Manly also unsuccessfully attempted to enter British Columbia politics for the NDP in 1969 at the provincial Prince Rupert riding.

==After politics==
He has remained active in peace and social justice issues and has engaged in Central American solidarity work on behalf of the United Church. In 1997, he wrote The Wounds of Manuel Saquic : Biblical Reflections from Guatemala. Published by the United Church's publishing arm, the book explored the issues of poverty, justice, solidarity and liberation theology in Guatemala and Central America linking issues with biblical passages.

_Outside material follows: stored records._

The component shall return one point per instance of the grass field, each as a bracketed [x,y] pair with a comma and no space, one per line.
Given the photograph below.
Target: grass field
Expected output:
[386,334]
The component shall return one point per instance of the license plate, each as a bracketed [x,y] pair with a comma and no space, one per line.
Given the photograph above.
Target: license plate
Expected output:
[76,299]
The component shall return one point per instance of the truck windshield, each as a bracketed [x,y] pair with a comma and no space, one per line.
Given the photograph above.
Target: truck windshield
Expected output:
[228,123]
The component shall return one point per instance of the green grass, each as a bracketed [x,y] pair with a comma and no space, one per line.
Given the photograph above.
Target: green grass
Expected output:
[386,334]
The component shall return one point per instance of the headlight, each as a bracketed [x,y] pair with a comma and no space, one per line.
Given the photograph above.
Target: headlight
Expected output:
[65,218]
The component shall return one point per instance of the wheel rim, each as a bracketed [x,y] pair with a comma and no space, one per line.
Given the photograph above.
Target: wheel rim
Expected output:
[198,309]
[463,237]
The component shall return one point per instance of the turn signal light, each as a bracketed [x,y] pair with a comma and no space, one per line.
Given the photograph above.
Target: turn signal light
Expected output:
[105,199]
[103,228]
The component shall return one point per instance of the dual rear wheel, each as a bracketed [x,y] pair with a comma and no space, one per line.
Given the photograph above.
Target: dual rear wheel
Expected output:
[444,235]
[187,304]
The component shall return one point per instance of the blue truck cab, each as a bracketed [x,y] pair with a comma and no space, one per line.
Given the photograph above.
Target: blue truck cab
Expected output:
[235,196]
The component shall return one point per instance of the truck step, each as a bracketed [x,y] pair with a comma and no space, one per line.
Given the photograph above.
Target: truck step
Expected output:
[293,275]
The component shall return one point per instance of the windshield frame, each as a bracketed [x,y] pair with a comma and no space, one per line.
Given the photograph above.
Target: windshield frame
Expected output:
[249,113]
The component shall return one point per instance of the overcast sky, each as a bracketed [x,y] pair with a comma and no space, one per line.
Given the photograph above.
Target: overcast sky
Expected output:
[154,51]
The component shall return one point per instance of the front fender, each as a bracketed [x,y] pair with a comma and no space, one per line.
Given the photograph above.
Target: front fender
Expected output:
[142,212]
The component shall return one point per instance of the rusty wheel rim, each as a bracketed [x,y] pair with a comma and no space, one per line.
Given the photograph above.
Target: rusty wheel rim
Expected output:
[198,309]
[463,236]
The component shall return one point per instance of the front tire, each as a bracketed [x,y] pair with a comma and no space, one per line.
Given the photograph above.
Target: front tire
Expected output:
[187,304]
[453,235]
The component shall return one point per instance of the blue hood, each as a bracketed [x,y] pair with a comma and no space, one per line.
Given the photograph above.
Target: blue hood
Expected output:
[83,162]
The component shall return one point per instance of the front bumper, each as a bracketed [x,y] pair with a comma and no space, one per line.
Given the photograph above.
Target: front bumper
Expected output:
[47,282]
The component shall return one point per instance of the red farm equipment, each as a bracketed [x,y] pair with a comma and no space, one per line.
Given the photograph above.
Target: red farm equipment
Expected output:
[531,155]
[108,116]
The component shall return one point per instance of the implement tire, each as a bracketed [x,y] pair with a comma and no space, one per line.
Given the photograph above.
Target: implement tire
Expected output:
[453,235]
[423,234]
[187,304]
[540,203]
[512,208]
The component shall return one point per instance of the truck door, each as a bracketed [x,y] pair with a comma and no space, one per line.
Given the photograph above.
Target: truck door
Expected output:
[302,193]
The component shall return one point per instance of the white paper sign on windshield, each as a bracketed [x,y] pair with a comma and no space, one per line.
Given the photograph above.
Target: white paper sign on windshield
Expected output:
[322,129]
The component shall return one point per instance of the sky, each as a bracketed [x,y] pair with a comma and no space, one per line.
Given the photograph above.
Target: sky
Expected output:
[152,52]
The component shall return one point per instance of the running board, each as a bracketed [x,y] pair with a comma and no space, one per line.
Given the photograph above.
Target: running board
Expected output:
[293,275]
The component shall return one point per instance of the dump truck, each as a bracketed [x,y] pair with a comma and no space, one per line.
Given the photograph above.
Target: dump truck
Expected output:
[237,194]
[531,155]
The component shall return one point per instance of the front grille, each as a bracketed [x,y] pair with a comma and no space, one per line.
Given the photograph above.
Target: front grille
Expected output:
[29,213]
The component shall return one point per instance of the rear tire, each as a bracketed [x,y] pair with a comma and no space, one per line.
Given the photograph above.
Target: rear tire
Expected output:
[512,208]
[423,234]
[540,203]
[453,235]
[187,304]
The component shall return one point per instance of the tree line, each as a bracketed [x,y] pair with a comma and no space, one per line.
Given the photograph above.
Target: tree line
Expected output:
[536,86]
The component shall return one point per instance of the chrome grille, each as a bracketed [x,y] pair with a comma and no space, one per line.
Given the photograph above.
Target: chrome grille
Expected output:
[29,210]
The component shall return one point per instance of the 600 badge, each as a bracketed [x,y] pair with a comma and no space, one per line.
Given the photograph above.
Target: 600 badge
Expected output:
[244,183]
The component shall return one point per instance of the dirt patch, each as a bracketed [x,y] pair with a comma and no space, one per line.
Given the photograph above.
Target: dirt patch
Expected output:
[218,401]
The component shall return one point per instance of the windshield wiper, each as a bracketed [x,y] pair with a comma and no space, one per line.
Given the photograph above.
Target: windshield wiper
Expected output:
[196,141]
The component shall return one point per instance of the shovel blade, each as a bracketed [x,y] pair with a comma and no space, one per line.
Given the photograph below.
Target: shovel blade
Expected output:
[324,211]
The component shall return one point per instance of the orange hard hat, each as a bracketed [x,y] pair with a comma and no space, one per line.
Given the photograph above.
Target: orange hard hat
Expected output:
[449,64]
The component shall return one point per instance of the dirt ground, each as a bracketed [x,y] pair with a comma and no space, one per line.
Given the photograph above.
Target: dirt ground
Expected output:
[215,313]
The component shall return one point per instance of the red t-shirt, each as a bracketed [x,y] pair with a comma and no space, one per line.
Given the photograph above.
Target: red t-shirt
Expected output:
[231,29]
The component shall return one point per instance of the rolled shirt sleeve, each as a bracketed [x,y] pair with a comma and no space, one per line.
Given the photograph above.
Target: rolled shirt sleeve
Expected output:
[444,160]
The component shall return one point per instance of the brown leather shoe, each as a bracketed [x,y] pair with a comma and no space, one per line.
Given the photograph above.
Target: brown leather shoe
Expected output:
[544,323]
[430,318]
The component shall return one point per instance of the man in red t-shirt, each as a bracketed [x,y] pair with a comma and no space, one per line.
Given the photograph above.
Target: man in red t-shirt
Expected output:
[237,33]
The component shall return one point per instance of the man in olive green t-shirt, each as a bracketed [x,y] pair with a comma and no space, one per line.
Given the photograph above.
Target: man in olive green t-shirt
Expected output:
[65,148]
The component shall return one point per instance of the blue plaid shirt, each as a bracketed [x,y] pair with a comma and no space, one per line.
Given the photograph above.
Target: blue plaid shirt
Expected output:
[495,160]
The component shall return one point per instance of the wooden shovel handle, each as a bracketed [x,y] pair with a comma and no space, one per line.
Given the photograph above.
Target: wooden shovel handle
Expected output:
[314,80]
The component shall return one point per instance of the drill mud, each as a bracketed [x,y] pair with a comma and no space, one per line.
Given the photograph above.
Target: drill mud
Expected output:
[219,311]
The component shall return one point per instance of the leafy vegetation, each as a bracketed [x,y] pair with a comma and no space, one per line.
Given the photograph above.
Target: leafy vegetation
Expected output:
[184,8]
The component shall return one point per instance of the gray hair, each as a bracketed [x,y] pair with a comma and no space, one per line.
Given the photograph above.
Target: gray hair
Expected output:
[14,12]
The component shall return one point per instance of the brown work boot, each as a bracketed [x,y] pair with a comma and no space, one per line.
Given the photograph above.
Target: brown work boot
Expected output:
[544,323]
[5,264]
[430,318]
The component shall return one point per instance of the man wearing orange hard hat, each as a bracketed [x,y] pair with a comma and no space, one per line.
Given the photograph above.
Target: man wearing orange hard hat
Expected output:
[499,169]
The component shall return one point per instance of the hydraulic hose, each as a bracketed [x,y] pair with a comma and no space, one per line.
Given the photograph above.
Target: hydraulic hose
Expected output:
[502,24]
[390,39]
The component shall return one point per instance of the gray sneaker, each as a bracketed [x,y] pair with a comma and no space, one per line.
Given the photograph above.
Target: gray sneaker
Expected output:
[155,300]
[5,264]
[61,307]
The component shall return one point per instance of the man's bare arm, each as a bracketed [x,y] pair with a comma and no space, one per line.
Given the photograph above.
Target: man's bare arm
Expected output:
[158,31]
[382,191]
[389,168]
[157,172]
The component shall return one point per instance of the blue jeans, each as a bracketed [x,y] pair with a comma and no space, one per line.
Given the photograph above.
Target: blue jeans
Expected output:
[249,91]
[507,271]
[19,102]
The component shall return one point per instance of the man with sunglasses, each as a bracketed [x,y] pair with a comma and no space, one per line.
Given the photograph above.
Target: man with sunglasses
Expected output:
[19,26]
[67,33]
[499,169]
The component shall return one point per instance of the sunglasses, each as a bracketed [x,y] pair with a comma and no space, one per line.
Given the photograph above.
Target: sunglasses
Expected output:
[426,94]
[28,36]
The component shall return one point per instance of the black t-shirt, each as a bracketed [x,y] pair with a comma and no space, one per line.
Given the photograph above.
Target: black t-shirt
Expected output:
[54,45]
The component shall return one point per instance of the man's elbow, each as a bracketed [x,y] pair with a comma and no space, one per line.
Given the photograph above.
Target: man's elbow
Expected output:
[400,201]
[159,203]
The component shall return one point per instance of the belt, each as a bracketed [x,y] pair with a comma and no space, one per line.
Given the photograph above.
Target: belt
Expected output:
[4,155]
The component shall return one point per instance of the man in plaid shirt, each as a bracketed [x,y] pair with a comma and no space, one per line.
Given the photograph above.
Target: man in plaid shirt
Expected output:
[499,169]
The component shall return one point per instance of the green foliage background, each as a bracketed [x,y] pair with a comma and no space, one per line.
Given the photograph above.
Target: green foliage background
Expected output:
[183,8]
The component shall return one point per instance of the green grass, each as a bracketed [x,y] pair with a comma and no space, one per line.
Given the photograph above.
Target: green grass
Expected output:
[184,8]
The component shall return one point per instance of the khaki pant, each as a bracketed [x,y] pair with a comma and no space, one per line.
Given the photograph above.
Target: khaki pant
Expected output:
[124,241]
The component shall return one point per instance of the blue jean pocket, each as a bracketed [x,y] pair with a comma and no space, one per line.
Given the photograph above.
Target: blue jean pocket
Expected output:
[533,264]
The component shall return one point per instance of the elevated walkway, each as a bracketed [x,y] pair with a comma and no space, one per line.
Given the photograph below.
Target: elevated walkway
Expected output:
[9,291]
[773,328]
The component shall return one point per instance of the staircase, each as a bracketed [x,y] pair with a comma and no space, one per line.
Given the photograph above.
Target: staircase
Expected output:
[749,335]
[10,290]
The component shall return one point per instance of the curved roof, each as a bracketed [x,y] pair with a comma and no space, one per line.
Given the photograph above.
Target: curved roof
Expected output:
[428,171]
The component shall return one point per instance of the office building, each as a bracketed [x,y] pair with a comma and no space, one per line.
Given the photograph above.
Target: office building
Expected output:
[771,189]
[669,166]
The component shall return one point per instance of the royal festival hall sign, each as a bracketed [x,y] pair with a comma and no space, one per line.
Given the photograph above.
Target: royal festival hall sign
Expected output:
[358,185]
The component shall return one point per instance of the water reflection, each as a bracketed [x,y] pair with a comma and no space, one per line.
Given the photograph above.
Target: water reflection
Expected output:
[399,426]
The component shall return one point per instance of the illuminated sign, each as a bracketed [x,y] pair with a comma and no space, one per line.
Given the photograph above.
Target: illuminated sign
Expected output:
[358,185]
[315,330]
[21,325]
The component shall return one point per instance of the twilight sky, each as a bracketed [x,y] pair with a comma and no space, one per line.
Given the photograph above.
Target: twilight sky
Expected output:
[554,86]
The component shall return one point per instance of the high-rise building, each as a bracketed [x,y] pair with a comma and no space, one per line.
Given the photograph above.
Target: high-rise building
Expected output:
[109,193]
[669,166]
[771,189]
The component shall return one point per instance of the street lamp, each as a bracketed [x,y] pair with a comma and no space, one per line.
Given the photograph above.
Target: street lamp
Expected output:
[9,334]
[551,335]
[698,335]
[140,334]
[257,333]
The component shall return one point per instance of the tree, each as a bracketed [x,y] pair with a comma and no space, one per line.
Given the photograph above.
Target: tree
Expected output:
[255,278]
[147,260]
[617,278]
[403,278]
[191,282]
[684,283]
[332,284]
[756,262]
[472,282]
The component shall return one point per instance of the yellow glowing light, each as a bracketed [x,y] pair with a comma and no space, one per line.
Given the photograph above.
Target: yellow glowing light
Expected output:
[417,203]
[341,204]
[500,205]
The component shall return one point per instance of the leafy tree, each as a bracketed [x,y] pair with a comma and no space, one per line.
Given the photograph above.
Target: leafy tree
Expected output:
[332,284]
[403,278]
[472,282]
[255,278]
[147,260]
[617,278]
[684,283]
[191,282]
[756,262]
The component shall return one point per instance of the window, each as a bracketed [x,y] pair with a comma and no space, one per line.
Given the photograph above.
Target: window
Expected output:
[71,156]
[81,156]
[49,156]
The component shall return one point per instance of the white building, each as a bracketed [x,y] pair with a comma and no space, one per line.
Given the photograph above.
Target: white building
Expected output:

He also served as a member of the United Church's British Columbia task force on residential schools and recommended that the church apologize to aboriginal Canadians for its role in the institutions.

Manly supported Svend Robinson's unsuccessful bid to win the NDP's federal leadership convention in 1995 and Jack Layton's successful candidacy in 2003.

On 20 October 2012, Manly was arrested by Israel for trying to breach the blockade of the Gaza Strip on the ship Estelle as part of the Swedish-led Ship to Gaza initiative along with multiple European parliamentarians. At the time, he required regular medicine after recovering from two bypass surgeries and was seen by an Israeli doctor. He was released on 25 October, saying that he suffered only minor indignities. The Canadian Boat to Gaza organization that facilitated Manly's participation in the humanitarian mission blamed the delay between his release and the release of Spanish and Greek participants 21 October on a lack of pressure from Conservative prime minister Stephen Harper's government.

His son, Paul Manly, initially sought the NDP nomination for Nanaimo—Ladysmith in the 2015 election but was rejected by the party's federal executive for publicly criticizing the NDP because the party did not advocate on behalf of his father Jim when the former MP was detained for four days by the Israeli military in 2012. Paul was elected as a Green Party of Canada MP in the 2019 Nanaimo—Ladysmith by-election.